Krause’s other target, McGill University’s Charles Taylor, similarly undermines the individual agency that honor inspires. Taylor advocates replacing honor with “reciprocal recognition.” Once again, Krause demonstrates why his position is harmful. Honor, like recognition, has a strong external dimension; it relies on acknowledgment by other agents. Yet, unlike Taylor’s prescription for interpersonal recognition, honor also has a strong internal dimension. Honor as a quality of character drives individuals to live up to principled codes of conduct. In this regard, Krause highlights a complex understanding of honor that is more profound than a simple formula for social esteem. Because honor has this internal dimension, it serves as a particularly powerful source of agency for the very people Taylor is most concerned about, those marginalized groups who are deprived of external recognition. Krause’s effort to reestablish honor as a device for individual agency may be said to supply such groups with a potentially powerful tool for resistance, one independent of social consensus. And Krause’s excavations provide further evidence of this potential: Several of her democratic reformers emerged from oppressed groups.

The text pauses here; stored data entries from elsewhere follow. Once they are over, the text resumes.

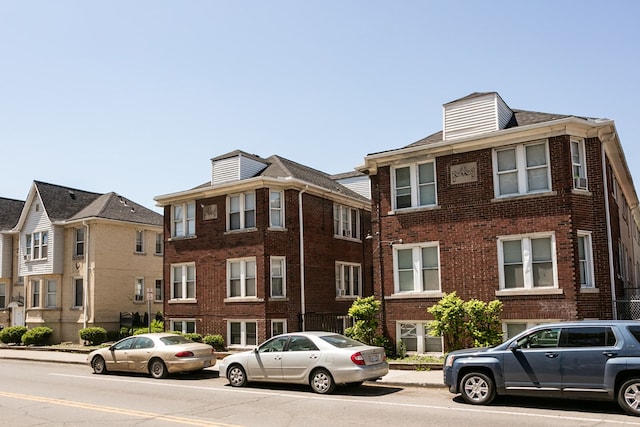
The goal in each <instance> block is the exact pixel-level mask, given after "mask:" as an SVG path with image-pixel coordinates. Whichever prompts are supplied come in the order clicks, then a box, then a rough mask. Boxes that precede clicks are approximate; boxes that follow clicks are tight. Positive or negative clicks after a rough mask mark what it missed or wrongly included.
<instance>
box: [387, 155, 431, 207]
mask: <svg viewBox="0 0 640 427" xmlns="http://www.w3.org/2000/svg"><path fill="white" fill-rule="evenodd" d="M435 169H436V164H435V162H433V161H431V162H426V163H416V164H411V165H408V166H402V167H395V168H393V203H394V206H393V207H394V209H403V208H411V207H420V206H435V205H436V204H437V191H436V174H435Z"/></svg>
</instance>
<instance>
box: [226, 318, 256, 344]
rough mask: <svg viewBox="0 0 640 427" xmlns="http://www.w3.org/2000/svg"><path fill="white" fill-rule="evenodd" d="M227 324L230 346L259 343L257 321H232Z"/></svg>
mask: <svg viewBox="0 0 640 427" xmlns="http://www.w3.org/2000/svg"><path fill="white" fill-rule="evenodd" d="M227 325H228V326H227V327H228V330H227V337H229V345H230V346H239V347H245V346H250V345H257V344H258V335H257V329H258V328H257V323H256V322H246V321H237V322H233V321H232V322H229V323H228V324H227Z"/></svg>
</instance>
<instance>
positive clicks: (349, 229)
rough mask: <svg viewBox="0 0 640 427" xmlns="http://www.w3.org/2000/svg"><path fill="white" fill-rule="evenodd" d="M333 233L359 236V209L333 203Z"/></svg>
mask: <svg viewBox="0 0 640 427" xmlns="http://www.w3.org/2000/svg"><path fill="white" fill-rule="evenodd" d="M333 234H334V235H336V236H342V237H352V238H354V239H359V238H360V211H359V210H358V209H355V208H350V207H347V206H342V205H333Z"/></svg>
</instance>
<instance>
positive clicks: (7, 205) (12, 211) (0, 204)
mask: <svg viewBox="0 0 640 427" xmlns="http://www.w3.org/2000/svg"><path fill="white" fill-rule="evenodd" d="M23 208H24V202H23V201H21V200H13V199H6V198H4V197H0V231H3V230H11V229H12V228H13V227H14V226H15V225H16V224H17V223H18V220H19V219H20V214H21V213H22V209H23Z"/></svg>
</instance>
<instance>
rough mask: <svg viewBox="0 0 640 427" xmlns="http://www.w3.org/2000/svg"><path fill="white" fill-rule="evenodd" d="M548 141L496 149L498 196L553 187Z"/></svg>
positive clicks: (514, 193) (534, 191)
mask: <svg viewBox="0 0 640 427" xmlns="http://www.w3.org/2000/svg"><path fill="white" fill-rule="evenodd" d="M548 159H549V153H548V149H547V143H546V141H544V142H536V143H532V144H523V145H518V146H515V147H511V148H506V149H501V150H495V151H494V170H495V171H496V172H495V174H494V187H495V192H496V197H504V196H517V195H520V194H528V193H537V192H542V191H548V190H550V189H551V187H550V185H549V183H550V182H551V177H550V176H549V160H548Z"/></svg>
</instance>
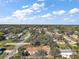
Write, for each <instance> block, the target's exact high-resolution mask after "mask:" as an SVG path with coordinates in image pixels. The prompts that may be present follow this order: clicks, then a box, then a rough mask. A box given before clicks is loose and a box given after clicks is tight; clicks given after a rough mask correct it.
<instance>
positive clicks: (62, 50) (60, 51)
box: [60, 49, 73, 58]
mask: <svg viewBox="0 0 79 59" xmlns="http://www.w3.org/2000/svg"><path fill="white" fill-rule="evenodd" d="M72 54H73V52H72V50H71V49H60V55H61V56H62V57H66V58H70V56H71V55H72Z"/></svg>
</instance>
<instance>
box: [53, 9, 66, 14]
mask: <svg viewBox="0 0 79 59" xmlns="http://www.w3.org/2000/svg"><path fill="white" fill-rule="evenodd" d="M65 13H66V11H65V10H59V11H53V14H54V15H63V14H65Z"/></svg>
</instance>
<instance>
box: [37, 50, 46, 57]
mask: <svg viewBox="0 0 79 59" xmlns="http://www.w3.org/2000/svg"><path fill="white" fill-rule="evenodd" d="M46 55H47V52H46V51H45V50H42V49H41V50H38V52H36V53H35V56H46Z"/></svg>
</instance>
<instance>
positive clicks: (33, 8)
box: [31, 3, 44, 10]
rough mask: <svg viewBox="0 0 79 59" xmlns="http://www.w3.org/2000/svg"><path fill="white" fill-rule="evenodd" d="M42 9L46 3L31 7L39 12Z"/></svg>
mask: <svg viewBox="0 0 79 59" xmlns="http://www.w3.org/2000/svg"><path fill="white" fill-rule="evenodd" d="M41 7H44V3H41V4H38V3H34V4H33V5H32V7H31V9H32V10H38V9H40V8H41Z"/></svg>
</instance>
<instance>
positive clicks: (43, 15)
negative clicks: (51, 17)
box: [41, 13, 52, 18]
mask: <svg viewBox="0 0 79 59" xmlns="http://www.w3.org/2000/svg"><path fill="white" fill-rule="evenodd" d="M51 16H52V14H50V13H47V14H45V15H42V16H41V17H44V18H49V17H51Z"/></svg>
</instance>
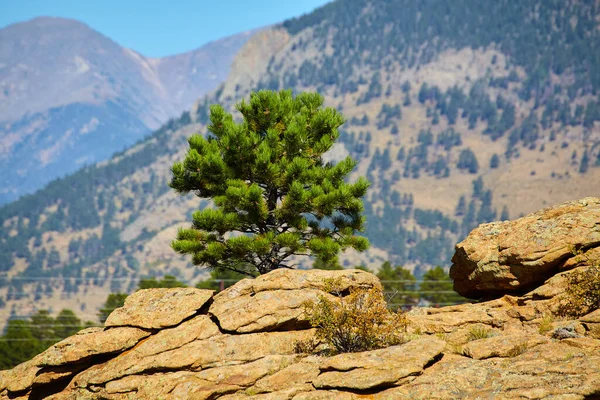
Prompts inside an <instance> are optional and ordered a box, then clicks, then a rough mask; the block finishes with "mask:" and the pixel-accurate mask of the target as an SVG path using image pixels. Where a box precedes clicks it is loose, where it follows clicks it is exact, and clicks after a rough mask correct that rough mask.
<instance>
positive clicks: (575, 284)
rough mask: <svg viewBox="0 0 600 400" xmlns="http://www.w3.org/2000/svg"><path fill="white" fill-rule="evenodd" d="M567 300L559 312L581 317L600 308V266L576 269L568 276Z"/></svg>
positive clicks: (565, 291)
mask: <svg viewBox="0 0 600 400" xmlns="http://www.w3.org/2000/svg"><path fill="white" fill-rule="evenodd" d="M565 298H566V299H567V300H566V301H565V302H563V303H562V304H561V306H560V307H559V310H558V312H559V314H560V315H562V316H567V317H580V316H582V315H585V314H588V313H590V312H592V311H594V310H596V309H598V308H600V266H598V265H594V266H591V267H588V268H582V269H580V270H579V271H574V272H573V273H572V274H570V275H569V276H568V277H567V288H566V290H565Z"/></svg>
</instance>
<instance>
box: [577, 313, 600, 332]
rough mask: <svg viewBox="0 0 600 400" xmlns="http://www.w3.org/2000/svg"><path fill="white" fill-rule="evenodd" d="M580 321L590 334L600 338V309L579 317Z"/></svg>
mask: <svg viewBox="0 0 600 400" xmlns="http://www.w3.org/2000/svg"><path fill="white" fill-rule="evenodd" d="M579 322H580V323H581V324H582V325H583V326H584V327H585V329H586V330H587V331H588V334H589V335H590V336H592V337H594V338H596V339H600V309H598V310H596V311H592V312H591V313H589V314H587V315H584V316H583V317H581V318H579Z"/></svg>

If there is a flaw in Krause’s project, it is her struggle with honor’s variability and unwillingness to conform to a model that she applies in all instances. One constant feature of honor, she explains, is that the desire for distinction acts as a spring for action, on the back of which principled codes are fulfilled. This balance of the internal and external dimensions of honor, its “irreducible duality,” is essential for Krause. Yet her examples do not always conform well to this model; sometimes she even acknowledges this shortcoming. Frederick Douglass, for example, viewed his resistance to a despotic slave owner as a mark of “honor.” However, as Krause admits, there surely was no concern with fame or recognition for his action. She justifies her model by designating it as only “a partial embodiment of honor.” In another profile of honorable action, she concedes that women’s rights reformers felt called to action despite having no promise of public distinction. In fact, far from receiving due recognition, many reformers were rebuked for their resistance. By permitting little variability in the role of external recognition, Krause tends to underplay the strength of simple adherence to principle, without such concern for reputation.

In the concluding chapter, Krause discusses the implications for honor of an increasingly pluralistic liberal democratic context. She builds on an argument advanced by Michael Walzer, who has advocated honor on a smaller, more modest scale — which, he claims, arises out of the voluntary groups and associations characteristic of modern democracies. These shared identities and various codes create multiple sources of honor as we find ourselves in a variety of roles and settings, each providing “principled limits and direction” for our ambitions. But while Krause and Walzer see the benefits of cultivating the capacities for small-scale honor from a proliferation of codes, they do not address the impact this may have on the reverence for each code. In her examination of Montesquieu, Krause herself pointed out that a multiplicity of moral authorities tends to moderate reverence for each individual code. And while such proliferation may have some benefit in fostering moderation, an overabundance of such codes — particularly when left to arbitrary choice — could result in none being taken seriously enough. In this sense, the ability of honor codes to motivate extraordinary action would appear difficult within pluralistic societies.

Nonetheless, Liberalism With Honor is worthy of praise. Krause is successful in demonstrating honor’s ability to inspire spirited acts of individual agency in defense of liberty. Her project may raise additional questions, but the originality and importance of asking these questions should not go overlooked.